Find the smallest $\alpha>0$ for which there is $\beta(\alpha)>0$ so that the following inequality holds $\forall x\in[0,1]$: $$\sqrt{1+x}+\sqrt{1-x}\le 2-\frac{x^\alpha}\beta$$ and find $\min\beta(a)$ for that particular $a$.
Source: Elezović, N., Odabrani zadatci elementarne matematike, Zagreb, 1992
EDIT: By $\beta(\alpha)$ I denoted a positive $\beta$ depends on $\alpha$. If $\beta>0$ exists for some $\alpha>0$, it doesn't have to be unique.
My thoughts:
Function $f(x)=\sqrt{1+x}+\sqrt{1-x}$ is concave on $(-1,1)$, and particulary on $(0,1)$, which follows from the fact that $$f''(x)=-\frac14\left(\frac1{\sqrt{(1+x)^3}}+\frac1{\sqrt{(1-x)^3}}\right)<0,\space\forall x\in(0,1).$$
Since $f$ is concave, each of its tangents is above the graph $\Gamma(f)$.
My first idea was to observe the polynomial $g(x)=f'(c)(x-c)+f(c),c\in (0,1),\deg g=1,$ which made me suspect that $\alpha\ge 1$.
I noticed that a function $f_2(x)=-\frac{x^\alpha}\beta$ is concave for $\alpha>1,$ convex for $0<\alpha<1$ and both convex and concave for $\alpha=1,$ when $f_2$ is linear.
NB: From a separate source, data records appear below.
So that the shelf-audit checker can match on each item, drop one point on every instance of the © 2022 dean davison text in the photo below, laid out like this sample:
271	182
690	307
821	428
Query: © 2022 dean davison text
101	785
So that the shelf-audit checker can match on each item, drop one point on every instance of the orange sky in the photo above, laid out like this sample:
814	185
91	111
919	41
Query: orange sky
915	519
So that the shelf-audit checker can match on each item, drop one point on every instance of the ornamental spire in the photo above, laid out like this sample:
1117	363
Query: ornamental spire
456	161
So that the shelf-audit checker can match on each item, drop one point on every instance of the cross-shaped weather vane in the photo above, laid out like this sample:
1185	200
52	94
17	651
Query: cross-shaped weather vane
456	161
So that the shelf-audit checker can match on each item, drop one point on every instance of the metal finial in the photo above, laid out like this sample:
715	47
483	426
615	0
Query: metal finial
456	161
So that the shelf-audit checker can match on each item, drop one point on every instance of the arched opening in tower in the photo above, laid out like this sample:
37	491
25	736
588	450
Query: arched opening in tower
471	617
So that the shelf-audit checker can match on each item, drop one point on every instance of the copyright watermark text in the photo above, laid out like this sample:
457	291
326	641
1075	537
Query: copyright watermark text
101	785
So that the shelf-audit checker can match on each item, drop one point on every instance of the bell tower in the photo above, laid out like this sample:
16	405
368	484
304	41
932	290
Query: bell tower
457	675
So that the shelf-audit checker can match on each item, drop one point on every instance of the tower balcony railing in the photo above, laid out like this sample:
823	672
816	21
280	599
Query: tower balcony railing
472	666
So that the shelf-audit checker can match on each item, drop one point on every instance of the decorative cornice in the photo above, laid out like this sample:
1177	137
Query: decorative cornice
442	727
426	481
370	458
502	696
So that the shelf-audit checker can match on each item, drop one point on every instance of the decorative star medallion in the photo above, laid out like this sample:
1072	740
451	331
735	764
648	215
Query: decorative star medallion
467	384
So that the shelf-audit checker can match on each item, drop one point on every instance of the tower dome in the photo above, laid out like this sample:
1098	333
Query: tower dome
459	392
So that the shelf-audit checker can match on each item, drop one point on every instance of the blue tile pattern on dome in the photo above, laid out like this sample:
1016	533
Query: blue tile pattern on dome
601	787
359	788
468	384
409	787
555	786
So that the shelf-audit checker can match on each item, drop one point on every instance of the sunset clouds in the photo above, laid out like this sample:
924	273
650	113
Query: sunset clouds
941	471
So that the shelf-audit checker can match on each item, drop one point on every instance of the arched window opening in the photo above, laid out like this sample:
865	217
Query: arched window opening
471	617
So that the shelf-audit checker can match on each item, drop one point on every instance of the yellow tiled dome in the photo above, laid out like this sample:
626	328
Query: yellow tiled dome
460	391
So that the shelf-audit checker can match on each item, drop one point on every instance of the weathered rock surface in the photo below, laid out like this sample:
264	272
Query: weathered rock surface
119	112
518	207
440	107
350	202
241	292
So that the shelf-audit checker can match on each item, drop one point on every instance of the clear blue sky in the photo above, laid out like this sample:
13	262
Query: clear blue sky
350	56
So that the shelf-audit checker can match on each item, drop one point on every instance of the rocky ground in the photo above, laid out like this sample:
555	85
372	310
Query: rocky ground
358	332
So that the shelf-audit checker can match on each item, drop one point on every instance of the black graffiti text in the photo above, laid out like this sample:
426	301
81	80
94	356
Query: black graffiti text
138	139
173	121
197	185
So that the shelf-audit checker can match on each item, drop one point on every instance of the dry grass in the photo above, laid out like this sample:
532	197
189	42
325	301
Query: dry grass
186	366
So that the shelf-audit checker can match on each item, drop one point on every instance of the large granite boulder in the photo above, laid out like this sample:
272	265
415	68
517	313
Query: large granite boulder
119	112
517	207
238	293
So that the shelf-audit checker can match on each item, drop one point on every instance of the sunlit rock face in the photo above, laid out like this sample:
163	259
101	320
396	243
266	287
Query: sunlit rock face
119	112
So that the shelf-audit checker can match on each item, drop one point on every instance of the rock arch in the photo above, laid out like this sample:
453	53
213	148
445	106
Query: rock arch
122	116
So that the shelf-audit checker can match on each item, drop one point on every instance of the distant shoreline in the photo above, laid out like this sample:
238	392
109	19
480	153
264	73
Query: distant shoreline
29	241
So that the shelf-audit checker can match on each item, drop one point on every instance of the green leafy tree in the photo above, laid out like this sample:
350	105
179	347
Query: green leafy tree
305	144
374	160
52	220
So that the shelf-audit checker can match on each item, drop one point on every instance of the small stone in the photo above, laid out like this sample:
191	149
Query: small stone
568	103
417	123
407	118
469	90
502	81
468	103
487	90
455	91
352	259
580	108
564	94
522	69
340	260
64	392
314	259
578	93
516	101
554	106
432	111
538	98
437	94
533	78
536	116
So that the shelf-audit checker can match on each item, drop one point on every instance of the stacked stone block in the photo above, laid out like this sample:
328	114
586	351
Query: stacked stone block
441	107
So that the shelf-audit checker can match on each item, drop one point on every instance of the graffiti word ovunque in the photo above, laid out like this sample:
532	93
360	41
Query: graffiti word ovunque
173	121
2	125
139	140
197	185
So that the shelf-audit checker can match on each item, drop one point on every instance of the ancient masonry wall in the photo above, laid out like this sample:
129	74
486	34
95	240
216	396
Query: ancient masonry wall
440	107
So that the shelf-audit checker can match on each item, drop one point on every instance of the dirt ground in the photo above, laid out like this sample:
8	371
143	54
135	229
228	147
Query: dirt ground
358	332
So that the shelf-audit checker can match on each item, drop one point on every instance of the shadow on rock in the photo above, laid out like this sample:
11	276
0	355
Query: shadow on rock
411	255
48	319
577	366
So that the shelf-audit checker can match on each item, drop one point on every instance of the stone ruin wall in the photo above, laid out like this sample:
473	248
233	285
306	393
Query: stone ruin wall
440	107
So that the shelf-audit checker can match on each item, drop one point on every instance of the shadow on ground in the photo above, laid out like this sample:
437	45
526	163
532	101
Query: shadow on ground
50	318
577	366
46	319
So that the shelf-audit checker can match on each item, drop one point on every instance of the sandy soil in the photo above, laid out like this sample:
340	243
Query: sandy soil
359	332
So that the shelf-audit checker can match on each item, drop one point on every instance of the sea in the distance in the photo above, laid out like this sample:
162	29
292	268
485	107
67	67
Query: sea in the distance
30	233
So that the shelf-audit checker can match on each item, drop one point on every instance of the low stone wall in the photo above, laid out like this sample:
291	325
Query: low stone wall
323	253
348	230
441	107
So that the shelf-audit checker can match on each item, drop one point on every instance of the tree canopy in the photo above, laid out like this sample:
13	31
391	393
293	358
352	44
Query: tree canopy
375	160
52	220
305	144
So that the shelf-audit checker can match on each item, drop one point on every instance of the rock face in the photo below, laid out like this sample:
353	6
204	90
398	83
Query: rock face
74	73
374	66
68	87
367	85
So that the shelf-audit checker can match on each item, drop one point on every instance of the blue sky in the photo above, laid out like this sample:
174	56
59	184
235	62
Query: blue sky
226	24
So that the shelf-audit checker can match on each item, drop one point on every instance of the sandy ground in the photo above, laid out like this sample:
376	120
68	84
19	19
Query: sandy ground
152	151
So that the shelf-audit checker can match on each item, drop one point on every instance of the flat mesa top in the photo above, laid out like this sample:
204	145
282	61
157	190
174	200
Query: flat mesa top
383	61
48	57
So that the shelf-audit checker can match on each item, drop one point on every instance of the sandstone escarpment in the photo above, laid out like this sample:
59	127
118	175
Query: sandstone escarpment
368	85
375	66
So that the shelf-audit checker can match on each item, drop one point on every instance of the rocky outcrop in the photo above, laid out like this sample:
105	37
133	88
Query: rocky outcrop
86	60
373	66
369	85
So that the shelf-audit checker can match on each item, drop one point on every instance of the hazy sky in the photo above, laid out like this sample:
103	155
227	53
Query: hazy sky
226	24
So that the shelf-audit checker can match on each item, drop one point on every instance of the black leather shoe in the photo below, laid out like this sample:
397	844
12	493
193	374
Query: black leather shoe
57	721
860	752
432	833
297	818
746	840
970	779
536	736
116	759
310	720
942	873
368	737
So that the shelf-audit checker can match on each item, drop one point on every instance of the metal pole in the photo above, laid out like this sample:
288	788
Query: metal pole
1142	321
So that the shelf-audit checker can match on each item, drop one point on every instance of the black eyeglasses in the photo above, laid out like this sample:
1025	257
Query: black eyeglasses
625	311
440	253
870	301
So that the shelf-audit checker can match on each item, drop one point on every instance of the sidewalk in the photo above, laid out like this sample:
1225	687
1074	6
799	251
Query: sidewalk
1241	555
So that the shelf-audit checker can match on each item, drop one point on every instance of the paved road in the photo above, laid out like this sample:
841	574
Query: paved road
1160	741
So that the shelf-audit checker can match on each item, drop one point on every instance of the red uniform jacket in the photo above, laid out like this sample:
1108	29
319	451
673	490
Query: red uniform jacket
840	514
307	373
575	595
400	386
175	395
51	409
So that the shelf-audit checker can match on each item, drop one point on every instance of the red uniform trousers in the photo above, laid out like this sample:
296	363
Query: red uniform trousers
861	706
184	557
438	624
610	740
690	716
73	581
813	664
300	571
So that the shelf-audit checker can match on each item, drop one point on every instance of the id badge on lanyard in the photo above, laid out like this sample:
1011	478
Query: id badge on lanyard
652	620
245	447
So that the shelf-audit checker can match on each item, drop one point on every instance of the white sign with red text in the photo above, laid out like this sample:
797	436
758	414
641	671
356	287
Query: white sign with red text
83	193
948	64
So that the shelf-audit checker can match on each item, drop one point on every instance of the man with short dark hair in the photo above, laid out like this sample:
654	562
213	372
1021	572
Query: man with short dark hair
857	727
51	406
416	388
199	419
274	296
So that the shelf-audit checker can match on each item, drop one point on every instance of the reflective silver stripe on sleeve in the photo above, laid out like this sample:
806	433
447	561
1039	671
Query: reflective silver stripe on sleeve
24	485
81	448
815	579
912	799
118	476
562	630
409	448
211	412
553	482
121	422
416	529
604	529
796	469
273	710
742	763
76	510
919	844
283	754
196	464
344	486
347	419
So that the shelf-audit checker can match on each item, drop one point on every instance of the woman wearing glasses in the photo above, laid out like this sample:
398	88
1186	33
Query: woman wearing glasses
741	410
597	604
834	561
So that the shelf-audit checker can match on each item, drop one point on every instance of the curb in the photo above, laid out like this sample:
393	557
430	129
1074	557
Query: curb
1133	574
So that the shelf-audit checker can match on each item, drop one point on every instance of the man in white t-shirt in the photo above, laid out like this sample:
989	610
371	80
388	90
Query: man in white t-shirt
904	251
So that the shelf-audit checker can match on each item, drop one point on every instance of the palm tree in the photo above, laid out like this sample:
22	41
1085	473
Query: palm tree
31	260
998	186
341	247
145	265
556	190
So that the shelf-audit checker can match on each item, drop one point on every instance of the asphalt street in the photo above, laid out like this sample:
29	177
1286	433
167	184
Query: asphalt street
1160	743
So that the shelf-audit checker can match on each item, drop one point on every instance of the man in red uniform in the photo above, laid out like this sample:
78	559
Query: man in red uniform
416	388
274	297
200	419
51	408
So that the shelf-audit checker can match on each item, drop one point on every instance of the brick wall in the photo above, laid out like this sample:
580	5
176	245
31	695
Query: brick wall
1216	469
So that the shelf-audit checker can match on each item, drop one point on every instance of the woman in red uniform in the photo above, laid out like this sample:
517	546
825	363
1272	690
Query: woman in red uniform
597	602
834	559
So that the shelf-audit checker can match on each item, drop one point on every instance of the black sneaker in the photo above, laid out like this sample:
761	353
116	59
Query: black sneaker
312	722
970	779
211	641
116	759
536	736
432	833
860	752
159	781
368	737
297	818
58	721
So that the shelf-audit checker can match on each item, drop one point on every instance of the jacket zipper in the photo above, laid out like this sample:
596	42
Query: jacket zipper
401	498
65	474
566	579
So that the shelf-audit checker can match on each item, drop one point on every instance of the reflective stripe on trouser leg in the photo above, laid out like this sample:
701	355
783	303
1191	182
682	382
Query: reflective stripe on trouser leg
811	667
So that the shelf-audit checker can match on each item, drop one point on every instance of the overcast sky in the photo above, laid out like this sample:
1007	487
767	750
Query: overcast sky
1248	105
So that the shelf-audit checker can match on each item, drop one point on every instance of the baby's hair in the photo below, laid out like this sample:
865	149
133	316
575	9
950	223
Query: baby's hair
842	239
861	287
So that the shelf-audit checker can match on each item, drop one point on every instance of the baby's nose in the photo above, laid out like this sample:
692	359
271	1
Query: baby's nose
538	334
Then, $$\alpha\ge 1\implies f_3(x)=2-\frac{x^\alpha}\beta\text{ is also concave}.$$
and this polynomial $f_3$ and the function $f$ should have at most one intersection and at $x=0$.
However, I'm not able to justify my claim that this is the only possibility.
Also, $f'$ is strictly decreasing on an open interval, and hence, my attempt to express $\min\beta(\alpha)$ in terms of $f'$ in the second part of the task failed.
May I ask for advice on solving this task? Thank you very much in advance!